Une neige de juillet by Jean-Luc Fabre

Une neige de juillet by Jean-Luc Fabre

Auteur:Jean-Luc Fabre [Fabre, Jean-Luc]
La langue: fra
Format: epub
Tags: terroir
ISBN: 9782812900556
Éditeur: De Borée
Publié: 2010-05-15T22:00:00+00:00


Après une longue route tortueuse elles traversèrent enfin le village de Saint-Martial, alors que midi venait de sonner au clocher de l’église. Moins d’un quart d’heure plus tard, Françou immobilisait sa voiture en contrebas du mas, alors que Suzanne descendant précipitamment de la terrasse venait les accueillir à bras ouverts.

Tout d’abord, elle embrassa les enfants, soulagée que rien ne leur soit arrivé au cours de ce long périple jusqu’à l’Aigoual. En effet, depuis leur départ, elle avait vécu dans l’angoisse et n’avait passé que des nuits sans sommeil à écouter le vent et la pluie se déchaîner, imaginant le pire à chaque coup de tonnerre. Ensuite elle regarda Juliette arriver vers elle, presque les larmes aux yeux, et l’étreignit à son tour. Puis, la fixant dans les yeux, elle lui dit doucement d’une voix grave :

« Quoi qu’il arrive, avec Jacques, vous pouvez compter sur nous et même s’il n’a pas de travail avant l’hiver, ne vous en faites pas, nous attendrons ensemble le printemps. »

Une larme roulant sur chaque joue, Juliette lui fit signe d’un hochement de tête qu’elle comprenait à quel point ce n’était pas des paroles en l’air et combien elle savait pouvoir compter sur elle. Elles n’en dirent pas plus, cela aurait été inutile et déplacé. La solidarité devait se payer d’actes et non de paroles, c’était ainsi depuis des générations au hameau. Alors, comme s’il ne s’était rien passé, comme si elles ne s’étaient pas quittées depuis plus de cinq minutes, elles recommencèrent à parler de tout et de rien, profitant juste du bonheur d’être ensemble.
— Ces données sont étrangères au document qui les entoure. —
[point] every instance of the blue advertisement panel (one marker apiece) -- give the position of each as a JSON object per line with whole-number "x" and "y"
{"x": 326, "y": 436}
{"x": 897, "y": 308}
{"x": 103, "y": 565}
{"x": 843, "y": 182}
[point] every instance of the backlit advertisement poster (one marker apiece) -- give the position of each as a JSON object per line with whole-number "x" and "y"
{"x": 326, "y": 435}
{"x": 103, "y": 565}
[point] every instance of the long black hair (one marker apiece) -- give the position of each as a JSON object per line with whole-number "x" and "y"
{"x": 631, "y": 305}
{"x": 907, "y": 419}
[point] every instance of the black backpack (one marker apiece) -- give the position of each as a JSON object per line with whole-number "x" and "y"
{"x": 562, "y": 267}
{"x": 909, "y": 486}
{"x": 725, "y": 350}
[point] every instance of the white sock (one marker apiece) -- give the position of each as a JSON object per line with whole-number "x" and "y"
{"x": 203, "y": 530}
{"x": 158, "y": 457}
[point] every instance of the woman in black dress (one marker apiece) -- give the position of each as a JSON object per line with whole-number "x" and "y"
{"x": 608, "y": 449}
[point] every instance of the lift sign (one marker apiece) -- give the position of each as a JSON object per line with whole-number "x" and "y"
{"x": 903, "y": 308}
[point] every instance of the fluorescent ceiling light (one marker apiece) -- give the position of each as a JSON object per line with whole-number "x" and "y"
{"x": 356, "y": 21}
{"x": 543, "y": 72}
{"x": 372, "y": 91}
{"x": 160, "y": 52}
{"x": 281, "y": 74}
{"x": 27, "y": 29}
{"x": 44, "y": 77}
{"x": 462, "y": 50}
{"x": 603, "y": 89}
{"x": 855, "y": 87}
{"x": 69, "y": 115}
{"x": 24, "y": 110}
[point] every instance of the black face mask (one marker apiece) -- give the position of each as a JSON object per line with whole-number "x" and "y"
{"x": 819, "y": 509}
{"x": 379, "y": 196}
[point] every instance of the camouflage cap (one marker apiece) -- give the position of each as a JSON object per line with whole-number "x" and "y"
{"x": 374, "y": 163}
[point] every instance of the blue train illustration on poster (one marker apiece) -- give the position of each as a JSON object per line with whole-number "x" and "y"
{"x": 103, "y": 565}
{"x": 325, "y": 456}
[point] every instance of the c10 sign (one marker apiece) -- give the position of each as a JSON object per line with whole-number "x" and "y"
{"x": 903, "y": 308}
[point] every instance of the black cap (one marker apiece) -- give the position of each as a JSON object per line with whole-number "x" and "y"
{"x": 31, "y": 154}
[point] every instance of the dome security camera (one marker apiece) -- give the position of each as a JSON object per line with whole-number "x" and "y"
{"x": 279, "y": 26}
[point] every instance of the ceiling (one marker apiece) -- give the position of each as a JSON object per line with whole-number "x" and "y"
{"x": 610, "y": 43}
Sans manière, Suzanne convia tout le monde à manger sur la terrasse du mas et, pour l’occasion, elles allèrent même chercher la mémé Marie qui compléta le groupe. Après avoir mis le couvert à l’ombre de la glycine, elles passèrent à table sans tarder autour de grandes plaques de légumes de saison lentement cuits au four, alors que Suzanne décrétait fièrement en posant un pichet de vin de table :

« Ce n’est pas parce que les hommes ne sont pas là qu’il faut qu’on vide la source ! »

Riant de concert, les quatre femmes se servirent un verre de vin et appelèrent Cécile et Vincent, qui s’étaient déjà réfugiés dans la maisonnette, pour se livrer à un de ces jeux dont ils avaient le secret. Mangeant tous de bon cœur les légumes cuisinés par Suzanne, largement arrosés d’huile d’olive et accompagnés de larges tranches de pain tartinées de pélardons écrasés, la conversation se fit plus lâche le temps du repas. À la fin de celui-ci, les enfants retournèrent bien vite dans la maisonnette, comme si après trois jours d’exode ils éprouvaient le besoin de retrouver ce petit coin bien à eux. Désormais inséparables, ils venaient de vivre la première grande aventure de leur enfance et partageaient depuis leur montée à l’Aigoual la fierté d’avoir accompli leur première transhumance.

Autour de la table, les femmes en profitèrent pour reprendre leur conversation d’adultes, alors que la mémé Marie venait de s’endormir sur son fauteuil à l’heure exacte de sa sieste quotidienne.